Die Minuten wurden ihm nun zu Ewigkeiten. Auch er hatte die Kirche nicht verlassen und war an seinen Platz zurückgekehrt. Er stand mit verschränkten Armen an die Säule gelehnt und vergaß alles um sich her, nur auf den Augenblick harrend, wo Orsola sich erheben und die Kirche verlassen werde. Dann 78 wollte er ihr folgen, ihre Verzeihung erflehen und sie um Erhörung seiner Liebe bitten.

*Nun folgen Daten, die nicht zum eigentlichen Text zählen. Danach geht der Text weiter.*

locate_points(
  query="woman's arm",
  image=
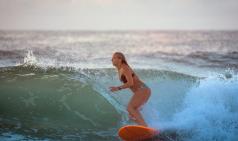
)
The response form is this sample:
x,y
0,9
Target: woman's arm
x,y
126,71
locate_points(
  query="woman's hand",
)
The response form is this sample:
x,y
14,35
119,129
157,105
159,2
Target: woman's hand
x,y
113,89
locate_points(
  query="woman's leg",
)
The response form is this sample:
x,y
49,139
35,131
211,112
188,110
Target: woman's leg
x,y
137,100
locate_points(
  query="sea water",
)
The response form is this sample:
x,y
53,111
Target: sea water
x,y
54,85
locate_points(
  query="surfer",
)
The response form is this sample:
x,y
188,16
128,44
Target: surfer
x,y
141,92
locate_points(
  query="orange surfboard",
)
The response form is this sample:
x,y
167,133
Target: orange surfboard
x,y
136,133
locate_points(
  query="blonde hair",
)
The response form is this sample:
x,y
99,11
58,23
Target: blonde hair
x,y
122,57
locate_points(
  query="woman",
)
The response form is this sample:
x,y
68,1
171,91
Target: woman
x,y
141,91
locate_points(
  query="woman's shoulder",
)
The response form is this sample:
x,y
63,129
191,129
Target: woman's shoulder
x,y
126,68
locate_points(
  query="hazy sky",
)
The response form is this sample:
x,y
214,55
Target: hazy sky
x,y
118,14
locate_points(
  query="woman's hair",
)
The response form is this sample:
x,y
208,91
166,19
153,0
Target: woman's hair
x,y
122,57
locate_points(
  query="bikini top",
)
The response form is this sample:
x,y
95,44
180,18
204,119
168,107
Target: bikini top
x,y
123,78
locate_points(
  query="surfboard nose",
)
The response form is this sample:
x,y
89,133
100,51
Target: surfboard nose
x,y
137,133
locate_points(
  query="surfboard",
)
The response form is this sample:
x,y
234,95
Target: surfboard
x,y
137,133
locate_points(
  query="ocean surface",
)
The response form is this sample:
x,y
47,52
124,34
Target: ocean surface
x,y
54,84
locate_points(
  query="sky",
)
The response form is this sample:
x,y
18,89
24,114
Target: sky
x,y
119,14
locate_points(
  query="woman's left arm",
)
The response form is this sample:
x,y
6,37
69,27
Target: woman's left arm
x,y
129,79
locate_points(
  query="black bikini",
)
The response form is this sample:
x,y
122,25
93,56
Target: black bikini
x,y
123,79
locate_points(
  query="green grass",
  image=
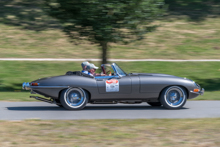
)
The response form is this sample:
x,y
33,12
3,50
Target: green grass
x,y
117,133
14,73
176,39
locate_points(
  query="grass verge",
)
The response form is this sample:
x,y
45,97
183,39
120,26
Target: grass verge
x,y
141,132
174,39
14,73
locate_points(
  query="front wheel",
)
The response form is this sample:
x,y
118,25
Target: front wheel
x,y
74,98
173,97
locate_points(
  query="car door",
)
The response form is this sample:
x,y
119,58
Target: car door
x,y
112,85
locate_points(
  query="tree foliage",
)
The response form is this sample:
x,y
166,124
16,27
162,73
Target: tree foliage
x,y
104,21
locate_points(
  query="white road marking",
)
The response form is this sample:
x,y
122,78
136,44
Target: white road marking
x,y
118,60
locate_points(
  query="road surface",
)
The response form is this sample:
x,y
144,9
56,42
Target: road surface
x,y
115,60
41,110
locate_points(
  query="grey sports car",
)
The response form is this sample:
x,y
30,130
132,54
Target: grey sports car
x,y
75,89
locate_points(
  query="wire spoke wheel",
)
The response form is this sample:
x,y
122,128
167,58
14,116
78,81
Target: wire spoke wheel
x,y
173,97
74,98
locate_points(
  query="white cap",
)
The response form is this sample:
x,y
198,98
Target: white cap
x,y
91,66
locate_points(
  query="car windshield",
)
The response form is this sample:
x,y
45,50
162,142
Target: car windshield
x,y
119,70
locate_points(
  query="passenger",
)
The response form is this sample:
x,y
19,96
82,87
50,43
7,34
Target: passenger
x,y
84,66
91,68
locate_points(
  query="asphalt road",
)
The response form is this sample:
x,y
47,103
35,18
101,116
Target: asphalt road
x,y
41,110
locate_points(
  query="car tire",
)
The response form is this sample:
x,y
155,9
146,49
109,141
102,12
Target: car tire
x,y
154,104
74,98
173,97
58,103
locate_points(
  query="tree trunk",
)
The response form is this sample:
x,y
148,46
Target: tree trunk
x,y
104,46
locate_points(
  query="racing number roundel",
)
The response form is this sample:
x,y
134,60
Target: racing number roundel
x,y
112,85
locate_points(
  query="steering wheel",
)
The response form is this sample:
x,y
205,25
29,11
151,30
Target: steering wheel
x,y
109,72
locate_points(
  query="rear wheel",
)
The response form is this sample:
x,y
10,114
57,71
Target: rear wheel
x,y
154,104
173,97
58,103
74,98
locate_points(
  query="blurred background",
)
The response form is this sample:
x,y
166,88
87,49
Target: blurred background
x,y
169,29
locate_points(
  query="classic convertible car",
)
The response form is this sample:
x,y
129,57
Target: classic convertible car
x,y
75,89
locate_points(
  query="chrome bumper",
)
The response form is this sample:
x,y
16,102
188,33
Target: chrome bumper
x,y
201,92
26,86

Endlich erhob sich das junge Mädchen und verließ die Kirche. Sie hatte ihren Rosenkranz mechanisch hergesagt und inzwischen an den eben erlebten Vorfall gedacht. Sie bereute keineswegs, den jungen Mann kurz abgefertigt zu haben. Als sie sich erhob und zum Ausgang wendete, erblickte sie den Harrenden und ein Blitz durchzuckte ihre Züge. Da es nicht anging, zu dieser Stunde mit Girolamo die Straße zu durchschreiten, blieb sie vor der Kirche stehen. Das Herz klopfte ihr doch ein wenig, denn sie wollte dem frevelhaften Spiele mit einem Schlage ein Ende machen. Niemand von ihren Bekannten zweifelte mehr an ihrem Siege über Savonarolas Gleichgültigkeit, und Hippolyt hatte ihr bereits gesagt, er sei von der Allmacht ihrer Reize längst überzeugt und erkenne ihren Triumph in bezug auf den jungen Gelehrten vollständig an.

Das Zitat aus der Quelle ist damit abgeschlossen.